I'm wondering which supervisor that would be be talking to in a
multi-system setup? All?

$ zeekc terminate
...

# Normally wouldn't terminate the supervisor if a service-manager is handling
# the Zeek supervisor process itself and will just restart it, but`terminate`
# would be helpful for anyone running a supervised Zeek cluster
"manually".

Another use case: If for some reason one wants to restart the
supervisor itself, "terminate" would kill it and the service
manager would then restart it.

Robin

> Log::default_rotation_dir

Seems we should then set this to "." by default, and have the cluster
framework override it.

Yes, exactly.

Once moved, I suppose we would continue to optionally run a
post-processor, right? For a supervised cluster, we wouldn't use that
and suggest that people go with "zeek-archive" instead; but with
ZeekControl we'd keep the current behavior of gzipping behavior so
that we don't break any setups.

Yes, with the proposed changes, custom postprocessors still work the
same as before and everything is backwards compatible / equivalent in
non-supervised-mode.

Supervised-mode is just picking some different default settings from
non-supervised-mode:

* don't use a postprocessing script (archive-log)
* rotate into a `Log::default_rotation_dir` of "log-queue" instead of "."

Not sure it's worth retaining the information about the post-processor
function, and it could to potentially lead to trouble if the function
changed somehow in between (or disppeared). We could instead just run
the leftovers through whatever the restarted config says to do with
files.

* Disappeared: easy to notice the function no longer exists and
fallback to default post-processor

* Changed: running through a function of same-name, but it happened to
get changed between restart is probably still going to be closer to
what user expects than running it through the default post-processor
which is completely different ?

Do we even need any other meta data at all in the new scheme? I'm
wondering if we could simplify this all to: "If at open() time, X.log
exists, first rotate it away through the currently configured
postprocessor function".

What if an open() rarely or never happens again for a given log?

I'm thinking the rotation of leftover logs needs to happen once at
startup rather than lazily.

Hmm, actually, there's a piece of meta that we'll need: the opening
timestamp, so that one can incorporate that into the name of the
rotated file (assuming we want to retain that capability). Unless we
parsed that out of the X.log itself ...

Don't think we'd have the opening timestamp to parse from the log when
LogAscii::use_json=T.

So still think it's necessary to obtain open-time meta from a
`.shadow.X.log`, either it's explicitly in there or use the files
modified time (essentially creation time).

The close-time of X.log is just taken as last-modified time of X.log.

- Jon

What if an open() rarely or never happens again for a given log?

Ah, right, forgot about that case. So yeah, agree, the shadow files
are useful for this and to retain whatever information we need.

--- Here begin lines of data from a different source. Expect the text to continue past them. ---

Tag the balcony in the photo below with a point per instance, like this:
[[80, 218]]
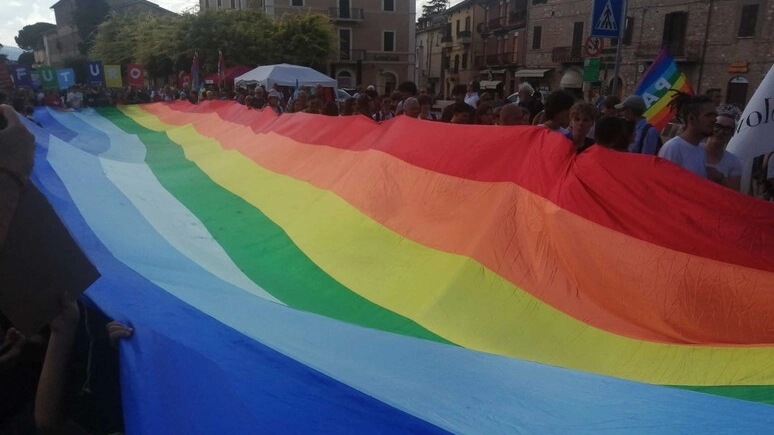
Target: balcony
[[499, 59], [352, 55], [682, 51], [567, 55], [465, 37], [351, 15]]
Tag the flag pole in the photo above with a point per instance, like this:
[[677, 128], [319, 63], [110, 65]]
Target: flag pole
[[621, 33]]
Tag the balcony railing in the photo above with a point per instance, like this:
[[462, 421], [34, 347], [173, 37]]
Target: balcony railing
[[499, 59], [566, 54], [465, 37], [346, 14], [680, 50], [352, 55]]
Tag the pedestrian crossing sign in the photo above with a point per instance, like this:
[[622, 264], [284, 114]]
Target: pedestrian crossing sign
[[607, 18]]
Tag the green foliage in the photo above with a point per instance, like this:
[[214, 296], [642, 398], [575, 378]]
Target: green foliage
[[434, 7], [30, 37], [164, 44], [26, 58], [87, 17]]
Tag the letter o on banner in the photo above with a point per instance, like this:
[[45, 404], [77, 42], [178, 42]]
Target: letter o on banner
[[135, 74]]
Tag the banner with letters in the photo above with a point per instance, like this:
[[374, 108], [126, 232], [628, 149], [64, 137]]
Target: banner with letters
[[96, 75], [135, 75], [22, 78], [48, 78], [113, 76], [65, 77]]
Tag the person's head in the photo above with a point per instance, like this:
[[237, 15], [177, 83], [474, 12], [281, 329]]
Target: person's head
[[513, 114], [484, 114], [612, 132], [349, 106], [411, 107], [714, 94], [582, 117], [608, 105], [365, 105], [723, 130], [696, 112], [407, 89], [632, 107], [425, 104], [462, 113], [313, 106], [525, 92], [558, 106], [273, 98], [386, 104], [458, 92], [330, 109]]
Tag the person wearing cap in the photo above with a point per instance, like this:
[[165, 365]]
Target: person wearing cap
[[274, 101], [646, 138]]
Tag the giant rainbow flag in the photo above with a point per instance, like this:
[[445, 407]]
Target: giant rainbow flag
[[308, 274], [657, 88]]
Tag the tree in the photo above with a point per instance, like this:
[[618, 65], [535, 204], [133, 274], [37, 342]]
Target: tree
[[87, 16], [434, 7], [26, 58], [306, 39], [31, 36]]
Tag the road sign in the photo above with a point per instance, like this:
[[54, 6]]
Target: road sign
[[607, 18], [594, 46], [591, 69]]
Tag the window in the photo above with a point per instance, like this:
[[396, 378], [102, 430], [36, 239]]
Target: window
[[537, 35], [577, 37], [345, 44], [388, 41], [674, 32], [748, 21], [628, 32]]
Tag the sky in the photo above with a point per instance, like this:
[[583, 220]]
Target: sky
[[15, 14]]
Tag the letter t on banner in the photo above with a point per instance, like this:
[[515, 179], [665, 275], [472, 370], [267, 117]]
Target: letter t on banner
[[135, 75]]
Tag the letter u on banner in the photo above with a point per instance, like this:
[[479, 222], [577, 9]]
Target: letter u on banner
[[96, 74], [135, 75]]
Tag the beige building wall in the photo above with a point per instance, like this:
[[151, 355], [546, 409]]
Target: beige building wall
[[462, 43]]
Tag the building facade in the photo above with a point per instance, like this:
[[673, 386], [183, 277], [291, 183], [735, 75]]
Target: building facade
[[376, 38], [62, 42], [725, 44], [430, 30], [461, 44]]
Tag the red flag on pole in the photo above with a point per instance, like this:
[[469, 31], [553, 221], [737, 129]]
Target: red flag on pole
[[221, 66]]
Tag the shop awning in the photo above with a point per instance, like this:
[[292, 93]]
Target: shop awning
[[489, 84], [531, 72]]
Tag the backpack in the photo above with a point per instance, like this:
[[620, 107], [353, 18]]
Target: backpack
[[641, 142]]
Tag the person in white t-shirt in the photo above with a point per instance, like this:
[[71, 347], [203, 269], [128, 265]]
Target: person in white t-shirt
[[697, 114], [472, 96], [722, 166]]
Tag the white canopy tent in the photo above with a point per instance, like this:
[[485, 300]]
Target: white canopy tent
[[284, 75]]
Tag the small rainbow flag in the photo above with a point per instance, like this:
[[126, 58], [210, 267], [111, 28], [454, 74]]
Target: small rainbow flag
[[659, 80], [312, 274]]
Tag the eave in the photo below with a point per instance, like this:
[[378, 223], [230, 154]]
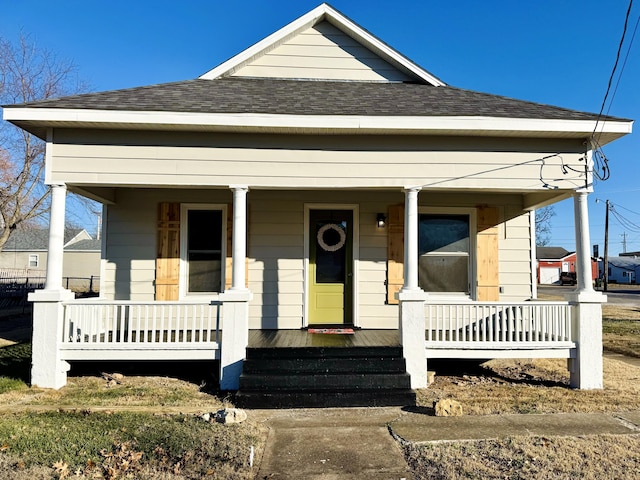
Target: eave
[[38, 120]]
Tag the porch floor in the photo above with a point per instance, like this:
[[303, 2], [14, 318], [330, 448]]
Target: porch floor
[[302, 338]]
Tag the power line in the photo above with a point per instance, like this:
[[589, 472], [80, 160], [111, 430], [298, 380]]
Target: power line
[[613, 71], [624, 64]]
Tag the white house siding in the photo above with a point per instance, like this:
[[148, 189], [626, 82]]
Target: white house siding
[[321, 52], [276, 247], [304, 161]]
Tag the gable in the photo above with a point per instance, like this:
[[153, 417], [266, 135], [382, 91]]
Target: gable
[[371, 60], [322, 52]]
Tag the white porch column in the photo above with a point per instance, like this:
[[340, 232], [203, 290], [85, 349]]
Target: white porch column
[[586, 369], [412, 297], [48, 370], [56, 237], [239, 240], [235, 309], [583, 252]]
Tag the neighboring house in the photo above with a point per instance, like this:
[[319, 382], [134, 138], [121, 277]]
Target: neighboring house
[[623, 269], [319, 178], [26, 251], [553, 261], [25, 255]]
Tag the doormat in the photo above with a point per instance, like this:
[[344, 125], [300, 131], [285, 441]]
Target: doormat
[[334, 331]]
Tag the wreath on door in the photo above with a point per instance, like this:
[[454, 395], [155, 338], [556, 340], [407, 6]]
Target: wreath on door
[[336, 246]]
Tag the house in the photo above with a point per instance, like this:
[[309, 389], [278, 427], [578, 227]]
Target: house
[[623, 269], [25, 255], [553, 261], [318, 178]]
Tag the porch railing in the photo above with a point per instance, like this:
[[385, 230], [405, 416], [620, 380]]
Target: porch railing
[[492, 324], [138, 325]]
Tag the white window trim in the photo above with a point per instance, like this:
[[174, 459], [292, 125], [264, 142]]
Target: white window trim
[[37, 260], [355, 208], [473, 254], [184, 209]]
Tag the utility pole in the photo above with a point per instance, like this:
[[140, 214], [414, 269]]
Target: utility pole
[[605, 263]]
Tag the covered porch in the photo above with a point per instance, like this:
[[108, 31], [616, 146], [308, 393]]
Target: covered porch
[[218, 327]]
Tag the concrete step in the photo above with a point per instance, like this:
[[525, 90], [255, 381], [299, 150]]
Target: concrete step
[[324, 381], [324, 399], [325, 365]]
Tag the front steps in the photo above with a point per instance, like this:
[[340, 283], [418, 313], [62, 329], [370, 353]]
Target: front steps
[[354, 376]]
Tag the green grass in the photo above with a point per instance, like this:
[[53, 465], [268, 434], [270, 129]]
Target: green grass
[[102, 441]]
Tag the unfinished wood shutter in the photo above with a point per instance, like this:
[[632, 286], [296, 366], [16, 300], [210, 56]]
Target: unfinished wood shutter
[[488, 287], [168, 254], [395, 252], [228, 271]]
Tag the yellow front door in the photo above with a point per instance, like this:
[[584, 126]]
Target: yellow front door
[[330, 267]]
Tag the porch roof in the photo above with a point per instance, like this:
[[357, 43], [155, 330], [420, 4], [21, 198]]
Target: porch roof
[[266, 103]]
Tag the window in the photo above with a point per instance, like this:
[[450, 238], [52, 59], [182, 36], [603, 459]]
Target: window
[[33, 261], [444, 263], [202, 249]]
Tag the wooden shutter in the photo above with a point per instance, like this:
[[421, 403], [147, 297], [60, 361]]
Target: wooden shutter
[[228, 272], [168, 254], [488, 287], [395, 252]]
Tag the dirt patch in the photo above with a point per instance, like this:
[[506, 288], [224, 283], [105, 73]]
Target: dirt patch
[[534, 386], [594, 457]]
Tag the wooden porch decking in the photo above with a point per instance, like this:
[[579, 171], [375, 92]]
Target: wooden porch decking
[[302, 338]]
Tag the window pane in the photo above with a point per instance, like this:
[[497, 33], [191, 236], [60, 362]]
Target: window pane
[[444, 233], [205, 230], [439, 273], [204, 272], [443, 263], [330, 265], [204, 251]]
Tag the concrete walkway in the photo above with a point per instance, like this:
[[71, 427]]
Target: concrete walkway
[[357, 443]]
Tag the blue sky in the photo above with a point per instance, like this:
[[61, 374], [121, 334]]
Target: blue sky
[[558, 52]]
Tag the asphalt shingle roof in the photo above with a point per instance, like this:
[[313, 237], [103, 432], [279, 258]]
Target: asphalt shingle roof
[[551, 253], [277, 96]]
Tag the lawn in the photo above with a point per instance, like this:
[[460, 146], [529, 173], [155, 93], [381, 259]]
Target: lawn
[[138, 427], [539, 386]]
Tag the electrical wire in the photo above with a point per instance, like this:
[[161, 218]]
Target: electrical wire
[[613, 71], [624, 64]]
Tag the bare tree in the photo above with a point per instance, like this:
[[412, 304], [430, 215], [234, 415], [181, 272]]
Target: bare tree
[[543, 225], [27, 74]]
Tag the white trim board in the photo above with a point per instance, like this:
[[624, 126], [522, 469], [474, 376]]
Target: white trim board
[[425, 125]]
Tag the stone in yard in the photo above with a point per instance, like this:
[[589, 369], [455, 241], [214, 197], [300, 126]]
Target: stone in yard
[[231, 415], [447, 407]]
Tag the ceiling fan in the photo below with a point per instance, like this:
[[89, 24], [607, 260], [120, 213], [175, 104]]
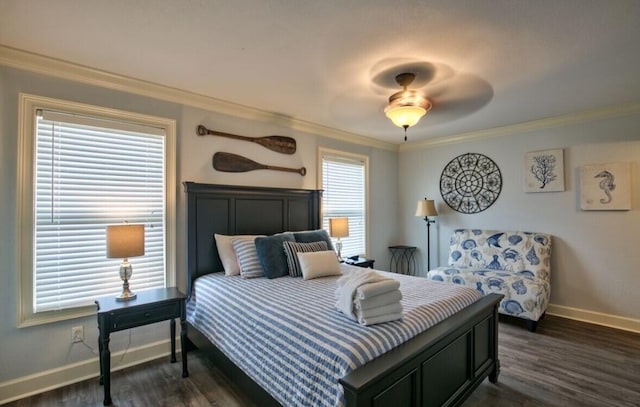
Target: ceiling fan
[[407, 106]]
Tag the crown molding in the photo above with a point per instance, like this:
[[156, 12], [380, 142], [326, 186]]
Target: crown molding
[[552, 122], [20, 59]]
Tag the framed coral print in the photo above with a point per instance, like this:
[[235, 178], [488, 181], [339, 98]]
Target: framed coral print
[[544, 171], [605, 187]]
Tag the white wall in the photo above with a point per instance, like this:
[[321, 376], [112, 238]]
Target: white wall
[[37, 357], [595, 260]]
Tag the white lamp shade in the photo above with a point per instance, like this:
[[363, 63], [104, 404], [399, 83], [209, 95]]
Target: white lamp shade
[[124, 241], [426, 207], [407, 116], [339, 227]]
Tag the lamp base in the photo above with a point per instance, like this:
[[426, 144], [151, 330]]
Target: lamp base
[[125, 274]]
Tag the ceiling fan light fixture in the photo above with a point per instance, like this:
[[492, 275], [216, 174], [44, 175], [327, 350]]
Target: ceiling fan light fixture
[[407, 106]]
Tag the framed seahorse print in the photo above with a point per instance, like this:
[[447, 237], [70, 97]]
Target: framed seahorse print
[[605, 187]]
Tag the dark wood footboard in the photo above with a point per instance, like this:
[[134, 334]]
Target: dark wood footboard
[[440, 367]]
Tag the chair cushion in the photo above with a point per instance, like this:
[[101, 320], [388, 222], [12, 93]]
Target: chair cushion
[[525, 295]]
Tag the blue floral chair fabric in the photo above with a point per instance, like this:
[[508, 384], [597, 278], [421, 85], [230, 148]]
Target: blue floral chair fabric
[[515, 264]]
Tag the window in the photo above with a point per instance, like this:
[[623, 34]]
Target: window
[[84, 168], [344, 179]]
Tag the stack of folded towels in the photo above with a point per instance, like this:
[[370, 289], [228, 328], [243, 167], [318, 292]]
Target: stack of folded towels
[[369, 297]]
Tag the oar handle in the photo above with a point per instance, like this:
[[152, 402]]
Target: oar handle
[[203, 131], [302, 170]]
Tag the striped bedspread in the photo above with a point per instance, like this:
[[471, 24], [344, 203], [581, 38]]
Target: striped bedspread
[[287, 335]]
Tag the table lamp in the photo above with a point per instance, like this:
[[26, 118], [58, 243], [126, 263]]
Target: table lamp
[[339, 227], [124, 241]]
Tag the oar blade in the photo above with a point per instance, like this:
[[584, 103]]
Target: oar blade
[[279, 144], [228, 162]]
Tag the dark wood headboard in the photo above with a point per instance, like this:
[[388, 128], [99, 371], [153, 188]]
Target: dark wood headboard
[[240, 210]]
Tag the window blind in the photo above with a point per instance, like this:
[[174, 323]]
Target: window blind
[[90, 173], [343, 181]]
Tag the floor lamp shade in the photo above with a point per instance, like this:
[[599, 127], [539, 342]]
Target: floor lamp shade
[[426, 207], [124, 241]]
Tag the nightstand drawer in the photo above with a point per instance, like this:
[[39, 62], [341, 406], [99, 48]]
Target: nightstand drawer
[[145, 316]]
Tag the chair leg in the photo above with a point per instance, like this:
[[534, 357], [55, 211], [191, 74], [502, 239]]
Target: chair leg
[[531, 325]]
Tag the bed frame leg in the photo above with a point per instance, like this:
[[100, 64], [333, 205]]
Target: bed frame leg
[[493, 376]]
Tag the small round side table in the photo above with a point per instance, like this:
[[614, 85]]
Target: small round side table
[[402, 260]]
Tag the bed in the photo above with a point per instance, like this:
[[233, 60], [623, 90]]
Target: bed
[[440, 366]]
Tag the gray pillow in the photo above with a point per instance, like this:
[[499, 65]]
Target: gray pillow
[[271, 254], [310, 236]]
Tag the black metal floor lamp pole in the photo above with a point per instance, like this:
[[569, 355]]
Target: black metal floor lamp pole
[[427, 207]]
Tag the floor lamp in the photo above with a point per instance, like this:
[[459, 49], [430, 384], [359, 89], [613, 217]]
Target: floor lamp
[[426, 207]]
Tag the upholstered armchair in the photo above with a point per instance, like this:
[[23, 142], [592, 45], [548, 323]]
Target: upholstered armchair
[[515, 264]]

* Changed: running through a function of same-name, but it happened to
get changed between restart is probably still going to be closer to
what user expects than running it through the default post-processor
which is completely different ?

I was thinking not the default post-processor, but whatever is
configured for the log file we are just opening (if we did it at
open() time). But yeah, won't work when the cleanup happens already
before the new open.

Robin